March 21, 2017
Sitting at your favorite spot in the library, whether it’s looking out the window of the second floor apse or at a table with your group, you may not have thought about the amount of money it takes for UCCS to have the library materials and resources it does today.
The Kraemar Family Library’s expenditures exceeded $3.5 million in the 2015-16 fiscal year, with spending going to materials, operations fees and salaries of employees.
The library also circulated 86,035 materials during the 2015-16 fiscal year. This includes materials like books, headphones and bike locks for students.
The library’s materials budget is used to purchase new books, computer software, databases and other materials that circulate to students throughout the academic year.
As far as how materials are selected, each librarian covers their own subject in the library and selects materials to purchase in that area. Students, faculty and other members of the UCCS community often give input on what books the library acquires.
“It’s up to the librarian to keep up with what’s out there from other publishers and review sources as well as trending things in the news and media,” said Martin Garnar, dean of the library.

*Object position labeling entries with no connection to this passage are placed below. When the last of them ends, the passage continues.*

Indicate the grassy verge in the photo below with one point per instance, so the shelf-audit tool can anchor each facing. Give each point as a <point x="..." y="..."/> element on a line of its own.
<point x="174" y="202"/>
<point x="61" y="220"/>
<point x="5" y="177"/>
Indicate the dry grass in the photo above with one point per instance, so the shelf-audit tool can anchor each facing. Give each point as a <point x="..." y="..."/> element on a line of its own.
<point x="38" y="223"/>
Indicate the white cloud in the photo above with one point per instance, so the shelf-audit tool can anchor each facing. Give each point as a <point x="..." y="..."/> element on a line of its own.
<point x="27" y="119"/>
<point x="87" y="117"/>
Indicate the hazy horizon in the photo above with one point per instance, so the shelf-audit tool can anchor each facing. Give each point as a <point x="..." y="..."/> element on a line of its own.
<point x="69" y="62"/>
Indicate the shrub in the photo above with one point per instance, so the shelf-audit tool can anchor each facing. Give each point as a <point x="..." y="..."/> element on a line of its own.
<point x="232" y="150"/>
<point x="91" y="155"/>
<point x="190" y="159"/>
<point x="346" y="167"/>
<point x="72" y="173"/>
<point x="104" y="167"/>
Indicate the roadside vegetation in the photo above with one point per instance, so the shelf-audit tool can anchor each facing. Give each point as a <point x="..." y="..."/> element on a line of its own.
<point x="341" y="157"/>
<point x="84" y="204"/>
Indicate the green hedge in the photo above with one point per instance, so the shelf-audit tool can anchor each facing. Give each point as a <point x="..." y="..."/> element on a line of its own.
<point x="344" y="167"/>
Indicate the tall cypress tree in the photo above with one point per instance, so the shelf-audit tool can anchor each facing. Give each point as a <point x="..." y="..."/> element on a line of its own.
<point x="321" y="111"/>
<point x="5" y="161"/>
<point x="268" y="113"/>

Once the library decides to remove a book from the collection, it is offered to other libraries. This includes public libraries, community colleges and prison libraries. According to Garnar, lower-income libraries will typically accept books that the library circulates out.
The library will hold onto a book if it is the last print copy, as part of a “shared print trust,” to make sure the book does not disappear from the state, Garnar said.
“We want to make sure that we don’t lose it as part of the cultural heritage of the state,” said Garnar.
“Usually, when we are looking to withdraw a book from the collection, it is because (it) may be damaged or falling apart, has old information or it never gets checked out,” said Garnar. “We have limited space, and we can’t keep every single thing that we buy.”
If other libraries do not accept the books, they are sent to a company called Better World Books.
The third option is to recycle the unwanted books.
“Not every recycling company will take books. More often than not, they will just landfill them, and we do not want that to happen.”
The Kraemer Family Library also accepts gifts and donations from retiring professors and other community members.
“Unfortunately, people tend to give books that are falling apart and wouldn’t stand up to multiple uses,” said Garnar.
Many students fail to realize all that libraries provide, according to Garnar. A lot of the online content that students access for research come from the library; students pay for the access.
“You can sit in your dorm room and look up the article and think, ‘I don’t need to go to the library,’ but you just did. You just visited the library; we just are no longer bound by these walls,” said Garnar.